With such a low enrollment, the University faced significant financial and morale problems in the 1960s. President George Beadle and Provost Edward Levi sought major grants from the Ford Foundation, which had begun giving large sums of money to struggling academic institutions. They presented a grand plan for the future, with more students and faculty paving the way for updated facilities, new dorms, libraries, and laboratories.
Having secured the money, the University built the Regenstein Library and other expensive buildings on campus and hired a substantial number of new faculty members. But without the new dorm that had been a part of their plan, the school couldn’t accommodate all the new enrollments that they needed to balance the budget. The problem of providing adequate dorm space for the student body has remained to this today and led the University to buy the Shoreland in the 1970s because the school didn’t have the money to build a new dorm on its own.
The crowded conditions on campus, coupled with the general unhappiness of the student body, came to a head when a popular but untenured professor was let go in 1969. This was met with an immediate swell of student ill-will toward the administration. Eventually, over 450 students occupied the administration building for five days.
The low morale stemming from the protest hurt the University’s reputation among high school seniors, forcing the admissions office to accept 75 percent of all applicants to meet its target class size and stay financially solvent. The administration began increasing the size of the College for several years, but it wasn’t until the mid-1990s that things began to turn around more significantly.
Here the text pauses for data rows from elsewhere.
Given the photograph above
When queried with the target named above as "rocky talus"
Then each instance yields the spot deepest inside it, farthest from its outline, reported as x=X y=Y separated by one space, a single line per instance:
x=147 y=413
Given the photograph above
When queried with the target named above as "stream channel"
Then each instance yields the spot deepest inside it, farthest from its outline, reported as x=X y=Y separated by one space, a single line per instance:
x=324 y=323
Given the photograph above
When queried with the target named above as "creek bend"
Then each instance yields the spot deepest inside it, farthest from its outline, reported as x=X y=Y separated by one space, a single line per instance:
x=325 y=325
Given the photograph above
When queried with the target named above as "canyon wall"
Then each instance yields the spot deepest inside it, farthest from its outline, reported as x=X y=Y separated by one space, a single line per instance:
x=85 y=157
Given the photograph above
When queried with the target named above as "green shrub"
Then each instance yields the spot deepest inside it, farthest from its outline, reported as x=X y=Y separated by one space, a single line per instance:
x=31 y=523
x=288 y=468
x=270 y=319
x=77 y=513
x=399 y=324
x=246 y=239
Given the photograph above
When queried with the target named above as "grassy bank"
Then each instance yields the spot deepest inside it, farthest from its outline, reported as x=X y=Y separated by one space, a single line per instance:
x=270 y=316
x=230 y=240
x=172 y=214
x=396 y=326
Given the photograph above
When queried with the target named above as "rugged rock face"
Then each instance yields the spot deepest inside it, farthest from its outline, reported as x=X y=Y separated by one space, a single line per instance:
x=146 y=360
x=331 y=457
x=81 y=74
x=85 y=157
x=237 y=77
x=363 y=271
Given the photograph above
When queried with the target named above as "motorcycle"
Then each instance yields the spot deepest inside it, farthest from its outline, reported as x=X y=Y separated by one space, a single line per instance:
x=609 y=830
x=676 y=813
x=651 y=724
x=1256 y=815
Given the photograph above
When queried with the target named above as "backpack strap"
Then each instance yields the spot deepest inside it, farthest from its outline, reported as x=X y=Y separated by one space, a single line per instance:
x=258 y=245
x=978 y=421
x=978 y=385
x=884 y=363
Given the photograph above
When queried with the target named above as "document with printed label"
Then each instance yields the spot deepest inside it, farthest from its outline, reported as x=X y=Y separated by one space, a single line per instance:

In 1993, Dean John Boyer reexamined the Core and began a process to overhaul the system. He believed that the courses had remained static for too long and that students were putting off the Core—which was designed to be taken by students before they began working on their majors—until fourth-year. His suggestion several years later that the Core be cut down to allow students more academic options was attacked by alumni, then-current students, and the national media. Many of those critics viewed the Core as an iconic symbol that was being altered in an effort to pander to high school seniors who were apprehensive about so many required classes. The final change—moving from 18 to 15 Core classes—was somewhat minimal but coupled with a reinvigorated advertising campaign from the admissions office led to a boost in morale and admissions statistics.
Now, the University has several plans in varying stages of completion to combat some of its perennial problems. Because of its reestablished reputation and its more savvy approach to the U.S. News and World Report rankings, the University is much more selective than it used to be, accepting about 28% of applicants last year. A new dorm is being built across the Midway in an effort to provide better undergraduate housing, and the school raised over $2.38 billion in the past nine years to fund financial aid and infrastructure improvements. Whether these plans will fall into the traps that have stymied the University since the 1950s or build on its recent successes remains to be seen.